Pozew od ubezpieczalni
Spowodowałeś szkodę, a potem otrzymałeś pozew od zakładu ubezpieczeń? Przykładowo, jest to pozew od takiej firmy jak pzu, generali, warta, uniqa czy compensa? W dodatku, w pozwie ubezpieczalnia domaga się od Ciebie zapłaty kwoty, którą oni przekazali poszkodowanemu?
Roszczenie regresowe zakładu ubezpieczeń
Tego rodzaju roszczenie nazywa się roszczeniem regresowym. Zakłady ubezpieczeń mogą domagać się takiego roszczenia w kilku przypadkach przewidzianych w ustawie o ubezpieczeniach obowiązkowych. Mianowicie, zgodnie z art. 43 ww. ustawy:
“Zakładowi ubezpieczeń oraz Ubezpieczeniowemu Funduszowi Gwarancyjnemu, w przypadkach określonych w art. 98 ust. 2 pkt 1, przysługuje prawo dochodzenia od kierującego pojazdem mechanicznym zwrotu wypłaconego z tytułu ubezpieczenia OC posiadaczy pojazdów mechanicznych odszkodowania, jeżeli kierujący:
Dlaczego ubezpieczyciel domaga się od Ciebie pieniędzy?

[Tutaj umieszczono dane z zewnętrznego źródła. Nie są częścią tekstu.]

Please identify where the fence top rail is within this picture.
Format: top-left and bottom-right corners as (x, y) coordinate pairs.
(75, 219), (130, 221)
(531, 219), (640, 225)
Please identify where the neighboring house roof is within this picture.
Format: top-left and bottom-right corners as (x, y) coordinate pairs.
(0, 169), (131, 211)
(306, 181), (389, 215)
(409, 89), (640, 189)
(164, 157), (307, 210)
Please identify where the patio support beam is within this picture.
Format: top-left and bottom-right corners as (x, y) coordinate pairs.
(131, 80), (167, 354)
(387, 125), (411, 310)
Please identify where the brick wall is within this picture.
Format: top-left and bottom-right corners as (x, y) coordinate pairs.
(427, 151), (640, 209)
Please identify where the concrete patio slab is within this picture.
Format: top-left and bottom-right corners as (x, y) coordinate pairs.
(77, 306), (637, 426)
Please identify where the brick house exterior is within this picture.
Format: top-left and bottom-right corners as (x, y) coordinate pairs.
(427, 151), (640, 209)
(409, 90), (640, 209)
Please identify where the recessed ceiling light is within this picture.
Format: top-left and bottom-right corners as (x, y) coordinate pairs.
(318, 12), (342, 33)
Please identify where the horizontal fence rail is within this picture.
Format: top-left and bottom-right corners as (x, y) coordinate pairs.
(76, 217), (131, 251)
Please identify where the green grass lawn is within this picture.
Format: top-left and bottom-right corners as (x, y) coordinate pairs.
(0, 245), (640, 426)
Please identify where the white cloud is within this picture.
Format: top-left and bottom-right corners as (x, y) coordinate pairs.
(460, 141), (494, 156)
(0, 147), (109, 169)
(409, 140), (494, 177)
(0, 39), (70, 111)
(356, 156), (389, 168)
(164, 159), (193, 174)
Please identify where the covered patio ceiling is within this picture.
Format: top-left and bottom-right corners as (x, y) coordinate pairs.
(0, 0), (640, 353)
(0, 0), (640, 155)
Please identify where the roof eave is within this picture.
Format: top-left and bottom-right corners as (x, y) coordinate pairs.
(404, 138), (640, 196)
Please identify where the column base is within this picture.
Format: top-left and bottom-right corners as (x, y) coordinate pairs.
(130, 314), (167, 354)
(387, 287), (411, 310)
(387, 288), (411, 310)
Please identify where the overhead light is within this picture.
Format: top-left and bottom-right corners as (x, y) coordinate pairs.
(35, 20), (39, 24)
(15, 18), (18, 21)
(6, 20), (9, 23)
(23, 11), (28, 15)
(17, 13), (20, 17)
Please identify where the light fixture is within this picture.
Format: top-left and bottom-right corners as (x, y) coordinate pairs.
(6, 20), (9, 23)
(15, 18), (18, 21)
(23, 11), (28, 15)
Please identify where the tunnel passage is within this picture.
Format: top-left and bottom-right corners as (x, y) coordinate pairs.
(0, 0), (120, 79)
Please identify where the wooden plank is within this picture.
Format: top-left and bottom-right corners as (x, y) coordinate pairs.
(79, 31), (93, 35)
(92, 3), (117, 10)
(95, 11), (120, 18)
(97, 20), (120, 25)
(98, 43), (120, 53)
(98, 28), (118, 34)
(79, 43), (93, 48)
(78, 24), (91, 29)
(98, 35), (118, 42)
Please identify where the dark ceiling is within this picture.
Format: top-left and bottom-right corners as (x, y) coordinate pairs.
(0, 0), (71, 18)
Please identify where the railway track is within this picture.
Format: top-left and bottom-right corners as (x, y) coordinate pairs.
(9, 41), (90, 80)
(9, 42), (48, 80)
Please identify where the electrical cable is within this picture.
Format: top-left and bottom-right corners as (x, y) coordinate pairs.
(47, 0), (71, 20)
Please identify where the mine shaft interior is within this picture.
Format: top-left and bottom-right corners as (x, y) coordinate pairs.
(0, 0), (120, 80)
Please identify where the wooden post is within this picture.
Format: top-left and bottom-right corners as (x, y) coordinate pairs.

W dużym uproszczeniu mówiąc – chodzi o to, że jeśli wywołałeś szkodę w określonych okolicznościach, wtedy wedle prawa to Ty ponosisz za nią pełną odpowiedzialność. Niemniej, nie jest to odpowiedzialność bezpośrednia wobec poszkodowanego, bowiem taką odpowiedzialność ponosi Twój zakład ubezpieczeń. Ustawodawca przewidział taką konstrukcję, aby zapewnić poszkodowanym względnie szybkie naprawienie powstałej szkody. Nie zmienia to jednak faktu, że potem ubezpieczyciel może domagać się od Ciebie kwoty wypłaconej poszkodowanemu.
Jak się bronić?
Istnieje wiele metod obrony przed tego rodzaju roszczeniami. Wszystko zależy od okoliczności konkretnego przypadku i zebranego w sprawie materiału dowodowego. Przykładowo, jeśli chodzi o spowodowanie szkody będąc pod wpływem alkoholu lub innej substancji, kluczowa może być prawidłowość pomiaru. Czy aby na pewno użyte zostały urządzenia posiadające odpowiednie certyfikaty? Czy badanie przebiegało zgodnie z procedurą? Czy w przypadku substancji odurzających, był powołany biegły odpowiedniej specjalizacji?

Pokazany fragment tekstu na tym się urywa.